Chokeberry plants are very good plants for growing as part of your landscape. The black chokeberry (or Aronia berry plant) was introduced to western gardens as a landscape plant around 1700, and that its value is reflected by its receipt of the Royal Horticultural Society’s Award of Merit in 1972.
The ornamental attributes of chokeberry plants include three seasons of interest: white flowers in spring, lustrous green foliage in summer and black bluish fruits in late summer, and bright yellow-orange-red foliage in autumn. There is growing interest in this plant as a multi-season native shrub for landscapes. Its adaptability to a wide range of soil conditions and freedom from major problems makes it a good candidate for wetland reclamation projects, roadside and highway plantings, parking lots and use in your garden and landscape.
The chokeberry or Aronia plant is a native North American plant. However recently this cultivar has been developed in Europe as an orchard fruit, but its attractive value was rapidly realized (as it began obtaining awards for its decorative value.). It is now a favorite ornamental fruiting plant grown the world over. It grows in zones 3-8.it is one of the most ornamental fruiting bushes you can grow.

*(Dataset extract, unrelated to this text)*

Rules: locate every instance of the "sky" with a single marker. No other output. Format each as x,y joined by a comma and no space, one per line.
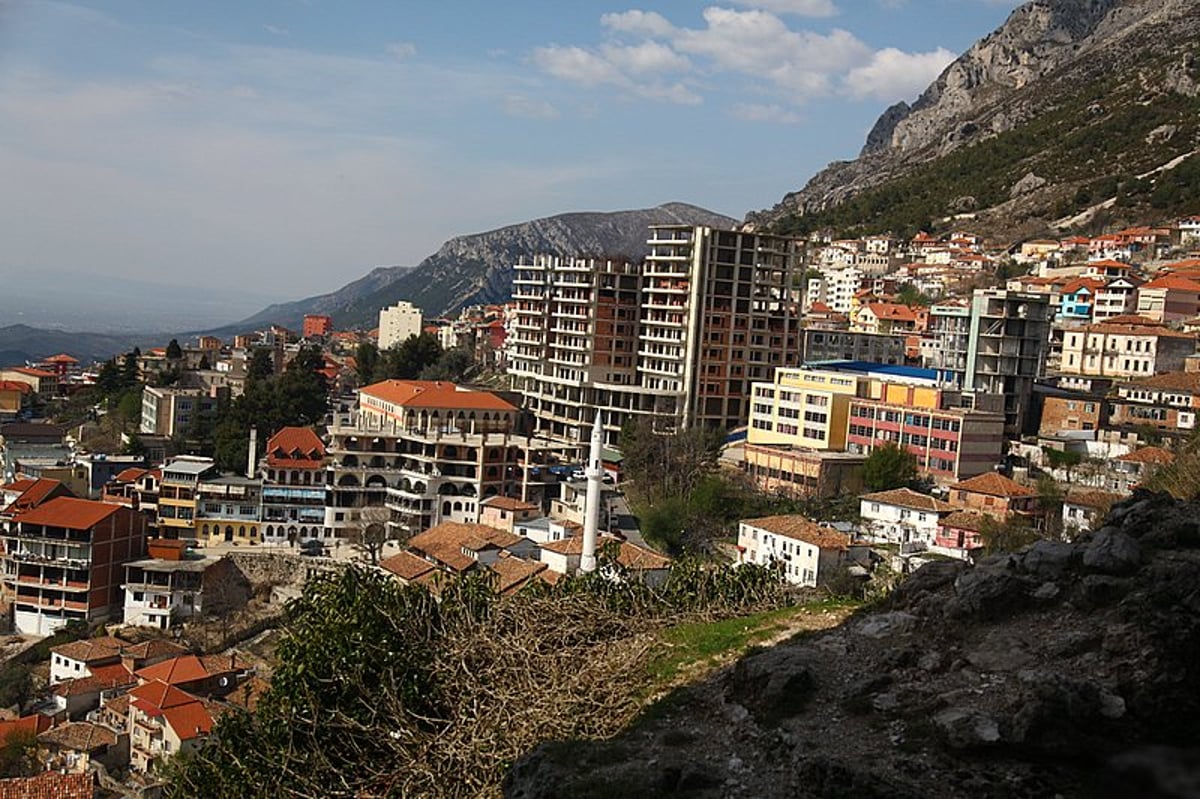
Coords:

In spring the Aronia bush is covered with clusters of white, sweet fragrant flowers. They are cold tolerant and avoid most frosts by blooming in late spring. This is followed by gleaming green Aronia berries that turn a dark bluish black in summer into early fall, and fire-red fall foliage. The round, pea-sized fruit can be eaten fresh although it has a distinct taste. It is known for making good and healthful juice that also blends nicely with other fruit juices. Aronia is NOT bothered by pests or diseases. Once established the Aronia bush is highly drought tolerant. It’s very hardy, and the pea sized fruit can be eaten fresh. Fresh chokeberries right from the bush are not particularly tasty raw because of their astringency, some people like them when they are completely ripe. Aronia berries have a unique, satisfying flavor. Their astringency is the awareness that most people first notice. They will make your mouth pucker. The dry, puckering taste comes from being high in tannins. The secret is to freeze the berries before using them to break down the tannins. You must wait until September when they are fully ripe before you pick them. The berries can be used to make jam, syrup, juice, soft spreads, and tea.

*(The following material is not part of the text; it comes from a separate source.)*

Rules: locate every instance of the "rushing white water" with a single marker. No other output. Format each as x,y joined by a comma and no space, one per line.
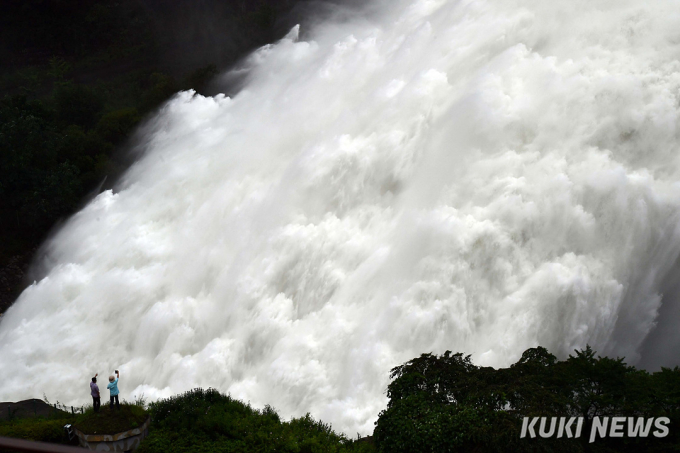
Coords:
479,176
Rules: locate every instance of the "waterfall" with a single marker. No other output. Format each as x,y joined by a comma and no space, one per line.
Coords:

One person described it as one of the most attractive fruiting bushes I have ever grown. It is a delight in the garden the whole year. Fragrant flowers, attractive fall foliage, and healthy berries make it an essential plant for astute gardeners.
In the spring clusters of sweet-scented white blooms develop among the shiny green to dark green leaves covering this 3- to 5-foot-tall, 5- to 6-foot-wide bush. The flowers attract bees and butterflies. The long-lasting flowers are enjoyably, and are followed by small berries that steadily mature to dark bluish black. The dark bluish black berries of chokeberry hang in groups of up to 12 berries. They do not require trellising, spraying, or bird netting.

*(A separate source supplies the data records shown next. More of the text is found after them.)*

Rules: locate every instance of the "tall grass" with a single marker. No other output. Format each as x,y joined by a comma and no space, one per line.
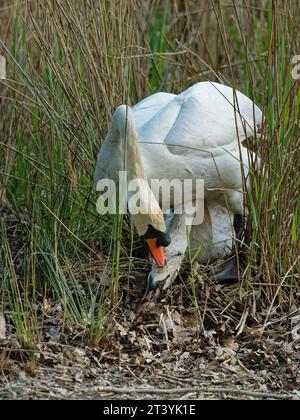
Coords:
70,64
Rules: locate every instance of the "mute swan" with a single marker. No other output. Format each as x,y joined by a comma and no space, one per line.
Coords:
197,134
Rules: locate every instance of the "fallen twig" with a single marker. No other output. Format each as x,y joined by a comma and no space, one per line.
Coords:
197,390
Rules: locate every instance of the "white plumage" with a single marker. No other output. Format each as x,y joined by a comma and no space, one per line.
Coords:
197,134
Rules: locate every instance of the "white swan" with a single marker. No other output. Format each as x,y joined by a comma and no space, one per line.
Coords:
197,134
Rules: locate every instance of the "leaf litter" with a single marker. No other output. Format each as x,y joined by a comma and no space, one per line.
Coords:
173,345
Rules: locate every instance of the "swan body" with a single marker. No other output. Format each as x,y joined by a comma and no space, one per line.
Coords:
197,134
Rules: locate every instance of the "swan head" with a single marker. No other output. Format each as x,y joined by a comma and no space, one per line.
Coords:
152,230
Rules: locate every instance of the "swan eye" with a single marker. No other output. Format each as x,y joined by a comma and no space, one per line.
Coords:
162,238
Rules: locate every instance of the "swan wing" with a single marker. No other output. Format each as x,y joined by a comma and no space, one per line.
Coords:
208,117
145,110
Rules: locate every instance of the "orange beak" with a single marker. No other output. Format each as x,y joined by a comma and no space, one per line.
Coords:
157,252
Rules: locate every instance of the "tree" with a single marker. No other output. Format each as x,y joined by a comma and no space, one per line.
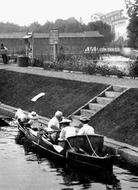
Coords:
133,26
103,28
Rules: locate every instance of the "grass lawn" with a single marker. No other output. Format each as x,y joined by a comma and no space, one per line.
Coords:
119,120
17,89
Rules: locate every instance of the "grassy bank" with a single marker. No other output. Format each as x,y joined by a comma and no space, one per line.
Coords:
119,120
17,90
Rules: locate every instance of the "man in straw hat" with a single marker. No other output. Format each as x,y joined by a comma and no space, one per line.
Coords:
53,123
33,120
54,126
86,129
67,130
20,116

The three most popular varieties are Viking, Nero and Autumn Magic. Viking and Nero were developed in Europe as an orchard fruit and recently shipped back to the United States here they are becoming popular. They are also sold as a favorite ornamental fruiting plant. Autumn Magic was developed in the United States from a seedling in the eastern part of the U.S. The Autumn Magic plant is a commonly sold ornamental cultivar. It was selected for its ornamental characteristic white flowers, glossy green leaves, red-orange fall foliage, and purplish black berries. It does not grow as tall as Viking and Nero. Viking grows to a height at maturity of 5 to 8 ft. Nero grows to a height of 3 to 5 ft.
Aronia melanocarpa is commonly known as chokeberry and has a very nice-looking purplish black color. Interest in Aronia berries has been growing because of its health benefits and as a natural organic food coloring. It has a very stable dark pigment.
Chokeberries belong to that group of purple berries that are in today’s news concerning health and nutrition. It fights cancer and heart disease.
The plant produces dark pigmented berries that are extremely high in antioxidants, even higher than blueberries, higher than pomegranates, and higher than cranberries. Its juice has been reported to help people with heart conditions. Chokeberries have been a significant and important part of the Native American Indian diet since before Europeans came to America. It is high in antioxidants, anthocyanins, phenolic acid, flavonoids, vitamin C and trace minerals.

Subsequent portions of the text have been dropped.